Bir ölçüt koymuştum.. "Ben de yapabiliyorsam sanat değildir" diye.. Bence.. Dünyada bir yığın insanın aksini düşünmesi, hem de en önemli müzelerin toplanıp, herkesin yapabileceği şeylere milyonlar ödemesi, fikrimi değiştirmez..
Yüz tane ilk okul çocuğunu rastgele toplasam, ellerine boya verip "Simsiyah yapın" desem yaparlar. Ortaya çıkar, Malevich'in Siyah Karesi.. Kırmızıya boyasalar Red Square olur. Beyaza boyasalar Beyaz Kare..
Bunların üçü de var. Üçü de milyonla dolarlık fiyatları ile dünyanın en ünlü müzelerinde yıllardır sergileniyorlar. Ama dünya bir araya gelse, hiç kimse bana "Bunlar sanat" dedirtemez. Fikirler oy çokluğu ile değişmezler. Tüm dünya sanat dese, bu tek başına "Değil" diyen benim yanıldığımı göstermez. Demokrasi de zaten budur..
Cingöz Hanım, ya da her kimse, sözüm ona dalgasını geçiyor, sözüm ona kendince aşağılayan benzetmeler de yaparak..
Siyah Kare'nin izahına bakar mısınız?.
"Oysa Malevich, o kareyi, neredeyse bir yüzyıl sonra Hıncal Uluç onu kolayca taklit etsin diye yapmamıştı. 'Görünene benzemek' istemediği için, idealize edilmiş imgelerden sıyrılmak; bir süt şişesinin artık sütü temsil etmesi gerekmediğine duyduğu süprematist inancıyla boyamıştı."
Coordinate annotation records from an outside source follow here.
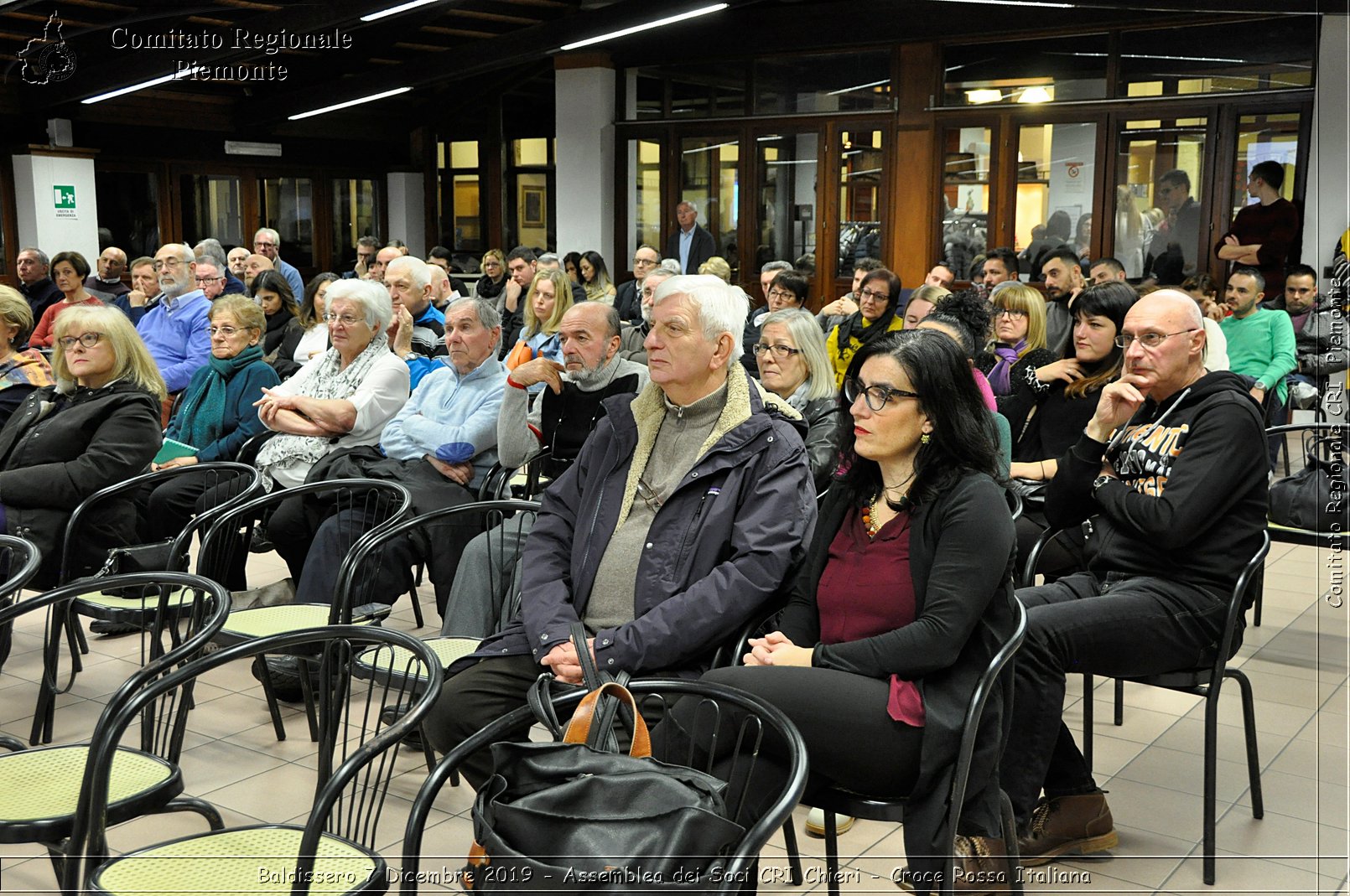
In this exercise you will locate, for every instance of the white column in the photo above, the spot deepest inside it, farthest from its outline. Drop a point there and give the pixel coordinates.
(408, 210)
(584, 170)
(55, 203)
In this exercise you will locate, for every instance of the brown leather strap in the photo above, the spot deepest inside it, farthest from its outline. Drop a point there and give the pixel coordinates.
(578, 730)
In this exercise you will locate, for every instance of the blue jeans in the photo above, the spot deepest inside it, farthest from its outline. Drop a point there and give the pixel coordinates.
(1110, 625)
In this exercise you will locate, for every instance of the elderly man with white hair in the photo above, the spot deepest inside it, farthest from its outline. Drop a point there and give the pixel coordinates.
(1172, 471)
(679, 521)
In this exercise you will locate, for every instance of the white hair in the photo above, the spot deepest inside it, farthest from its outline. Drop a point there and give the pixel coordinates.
(418, 270)
(373, 298)
(721, 307)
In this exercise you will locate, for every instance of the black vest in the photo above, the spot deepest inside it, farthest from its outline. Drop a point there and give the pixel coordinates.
(569, 417)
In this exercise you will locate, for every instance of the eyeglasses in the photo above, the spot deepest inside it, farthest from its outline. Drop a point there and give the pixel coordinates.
(88, 340)
(345, 320)
(1149, 340)
(876, 397)
(781, 352)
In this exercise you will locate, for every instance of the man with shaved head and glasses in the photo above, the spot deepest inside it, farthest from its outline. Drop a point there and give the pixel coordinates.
(1172, 473)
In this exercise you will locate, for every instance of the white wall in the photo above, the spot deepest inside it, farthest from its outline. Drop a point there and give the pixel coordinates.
(584, 173)
(408, 210)
(41, 225)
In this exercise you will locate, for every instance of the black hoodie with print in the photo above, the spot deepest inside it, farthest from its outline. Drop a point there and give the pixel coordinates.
(1191, 500)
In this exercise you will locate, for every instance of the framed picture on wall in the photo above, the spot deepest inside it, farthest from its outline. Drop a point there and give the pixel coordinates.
(533, 212)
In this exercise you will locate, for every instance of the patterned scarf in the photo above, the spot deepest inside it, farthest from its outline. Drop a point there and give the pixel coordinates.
(1007, 356)
(330, 381)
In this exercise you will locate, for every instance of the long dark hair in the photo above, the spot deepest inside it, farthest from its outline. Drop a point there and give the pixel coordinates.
(1110, 300)
(963, 438)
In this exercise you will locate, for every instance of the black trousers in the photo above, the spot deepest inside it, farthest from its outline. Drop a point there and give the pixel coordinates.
(1113, 625)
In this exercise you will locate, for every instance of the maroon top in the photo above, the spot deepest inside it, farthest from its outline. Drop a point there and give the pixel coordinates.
(865, 590)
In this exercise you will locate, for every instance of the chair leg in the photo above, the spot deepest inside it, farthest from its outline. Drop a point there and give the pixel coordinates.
(1249, 726)
(832, 854)
(794, 858)
(1087, 719)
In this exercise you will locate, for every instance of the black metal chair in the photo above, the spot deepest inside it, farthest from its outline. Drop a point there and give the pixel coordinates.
(41, 787)
(655, 695)
(356, 764)
(836, 800)
(1202, 681)
(363, 508)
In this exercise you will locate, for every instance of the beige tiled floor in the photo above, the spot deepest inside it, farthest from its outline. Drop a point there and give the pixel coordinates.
(1152, 767)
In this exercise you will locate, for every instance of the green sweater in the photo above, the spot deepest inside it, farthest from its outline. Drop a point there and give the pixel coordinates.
(1261, 345)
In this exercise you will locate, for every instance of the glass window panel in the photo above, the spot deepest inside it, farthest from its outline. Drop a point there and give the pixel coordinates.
(285, 204)
(786, 197)
(1056, 165)
(356, 212)
(710, 179)
(212, 207)
(1272, 54)
(644, 194)
(860, 199)
(967, 161)
(1025, 70)
(128, 214)
(1159, 220)
(852, 81)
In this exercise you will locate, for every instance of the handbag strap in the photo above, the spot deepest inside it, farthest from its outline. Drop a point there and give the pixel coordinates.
(579, 729)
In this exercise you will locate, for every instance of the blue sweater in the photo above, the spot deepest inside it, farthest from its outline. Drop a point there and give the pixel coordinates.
(449, 417)
(177, 336)
(241, 422)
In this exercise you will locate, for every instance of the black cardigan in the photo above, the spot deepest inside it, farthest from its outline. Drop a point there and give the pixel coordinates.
(962, 557)
(59, 449)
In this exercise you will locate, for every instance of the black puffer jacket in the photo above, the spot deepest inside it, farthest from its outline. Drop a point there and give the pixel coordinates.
(64, 444)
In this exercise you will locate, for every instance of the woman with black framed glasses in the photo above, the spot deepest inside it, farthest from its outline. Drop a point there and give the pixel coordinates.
(792, 365)
(905, 595)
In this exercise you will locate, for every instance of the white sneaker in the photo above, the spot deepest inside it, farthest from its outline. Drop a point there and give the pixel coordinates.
(816, 823)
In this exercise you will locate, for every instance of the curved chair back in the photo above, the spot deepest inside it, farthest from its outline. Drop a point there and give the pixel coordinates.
(356, 747)
(761, 717)
(247, 480)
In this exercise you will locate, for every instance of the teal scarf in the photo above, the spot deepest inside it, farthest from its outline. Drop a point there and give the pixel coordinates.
(203, 416)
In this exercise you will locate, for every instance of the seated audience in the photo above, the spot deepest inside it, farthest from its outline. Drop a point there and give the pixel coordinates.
(216, 415)
(878, 297)
(273, 293)
(307, 335)
(342, 398)
(701, 442)
(96, 427)
(1172, 471)
(20, 371)
(1018, 347)
(792, 365)
(558, 422)
(903, 598)
(440, 446)
(69, 272)
(595, 280)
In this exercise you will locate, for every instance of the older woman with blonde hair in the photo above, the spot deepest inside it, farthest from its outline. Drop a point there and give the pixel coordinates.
(96, 427)
(20, 371)
(794, 366)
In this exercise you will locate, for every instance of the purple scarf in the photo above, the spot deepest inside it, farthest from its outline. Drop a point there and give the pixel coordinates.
(1007, 356)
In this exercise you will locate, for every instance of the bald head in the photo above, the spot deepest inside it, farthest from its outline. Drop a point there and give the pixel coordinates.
(1172, 320)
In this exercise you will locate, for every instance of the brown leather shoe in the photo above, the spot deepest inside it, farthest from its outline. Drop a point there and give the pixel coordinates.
(982, 868)
(1064, 825)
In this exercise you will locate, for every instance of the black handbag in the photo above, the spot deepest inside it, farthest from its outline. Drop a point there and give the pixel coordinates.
(1315, 497)
(574, 818)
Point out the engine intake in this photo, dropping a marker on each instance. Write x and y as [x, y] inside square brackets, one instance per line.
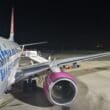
[60, 88]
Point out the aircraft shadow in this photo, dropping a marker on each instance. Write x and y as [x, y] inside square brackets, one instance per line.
[33, 97]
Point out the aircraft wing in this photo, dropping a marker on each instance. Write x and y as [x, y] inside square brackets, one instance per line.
[31, 70]
[36, 69]
[61, 62]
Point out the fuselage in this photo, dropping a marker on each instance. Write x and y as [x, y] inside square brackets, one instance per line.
[9, 61]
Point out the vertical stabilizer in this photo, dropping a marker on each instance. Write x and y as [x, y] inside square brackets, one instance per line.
[11, 38]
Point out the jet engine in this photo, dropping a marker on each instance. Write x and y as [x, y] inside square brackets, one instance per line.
[60, 88]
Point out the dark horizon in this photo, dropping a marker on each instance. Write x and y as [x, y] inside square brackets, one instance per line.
[59, 23]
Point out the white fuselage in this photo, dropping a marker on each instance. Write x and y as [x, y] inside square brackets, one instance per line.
[9, 61]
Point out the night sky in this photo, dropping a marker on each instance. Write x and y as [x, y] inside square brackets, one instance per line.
[64, 24]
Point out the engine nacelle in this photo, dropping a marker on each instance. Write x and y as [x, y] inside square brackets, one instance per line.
[60, 88]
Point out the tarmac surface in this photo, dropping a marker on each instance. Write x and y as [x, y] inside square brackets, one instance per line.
[93, 81]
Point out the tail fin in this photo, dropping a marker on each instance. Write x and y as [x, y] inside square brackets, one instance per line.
[11, 38]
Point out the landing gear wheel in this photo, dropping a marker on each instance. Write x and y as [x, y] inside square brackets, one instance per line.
[34, 86]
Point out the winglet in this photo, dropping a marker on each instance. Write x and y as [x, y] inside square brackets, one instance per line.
[11, 38]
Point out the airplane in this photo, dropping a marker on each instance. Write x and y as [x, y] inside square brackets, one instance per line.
[59, 87]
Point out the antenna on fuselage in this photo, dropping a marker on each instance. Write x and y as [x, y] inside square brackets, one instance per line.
[11, 38]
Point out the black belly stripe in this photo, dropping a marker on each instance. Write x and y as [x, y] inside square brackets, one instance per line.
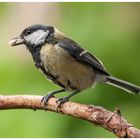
[52, 77]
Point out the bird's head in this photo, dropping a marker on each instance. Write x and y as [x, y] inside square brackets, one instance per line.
[34, 35]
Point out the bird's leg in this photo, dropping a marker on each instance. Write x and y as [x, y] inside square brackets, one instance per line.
[60, 101]
[46, 98]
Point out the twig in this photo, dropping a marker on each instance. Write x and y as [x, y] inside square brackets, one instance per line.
[112, 121]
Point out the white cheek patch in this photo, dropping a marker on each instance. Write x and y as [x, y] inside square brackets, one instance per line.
[37, 37]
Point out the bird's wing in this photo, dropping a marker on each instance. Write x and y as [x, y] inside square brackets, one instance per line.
[82, 55]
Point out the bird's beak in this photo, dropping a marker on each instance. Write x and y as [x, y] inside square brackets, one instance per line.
[16, 41]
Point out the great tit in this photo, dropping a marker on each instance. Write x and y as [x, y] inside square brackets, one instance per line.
[65, 62]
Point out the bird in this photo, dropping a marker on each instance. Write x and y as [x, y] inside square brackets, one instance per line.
[64, 62]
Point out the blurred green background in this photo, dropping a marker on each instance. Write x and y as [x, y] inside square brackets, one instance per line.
[109, 30]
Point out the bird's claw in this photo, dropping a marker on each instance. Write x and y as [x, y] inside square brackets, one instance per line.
[46, 98]
[61, 101]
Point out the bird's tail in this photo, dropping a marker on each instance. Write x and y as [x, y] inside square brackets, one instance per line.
[123, 85]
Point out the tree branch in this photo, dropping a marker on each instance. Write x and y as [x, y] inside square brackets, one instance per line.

Anladınız mı?. Önemli değil. Önemli olan Kara Kare'ye bakarken sizin ne düşündüğünüz.. İsterseniz, karafatmaların karanlıktaki yürüşünü görebilirsiniz orda. Ya da karanlıkta gözlerini yummuş karakedi.. Keyif de, düşünce de sizin..
Mehmet Akif de, "Ressam Haklı" şiirinde, Musa'nın Kızıldeniz'i aşmasını Kıpkırmızı bir duvar boyayan ressamın ağzından anlatmaz mı?. 1915 tarihli ve şimdi St. Petersburg müzesinde duran tablo mu eski, Akif'in şiiri mi, emin değilim. Malevich mi Akif'ten ilham almış, Akif mi, Suprematism denen bu akımla dalgasını geçmiş bilmem.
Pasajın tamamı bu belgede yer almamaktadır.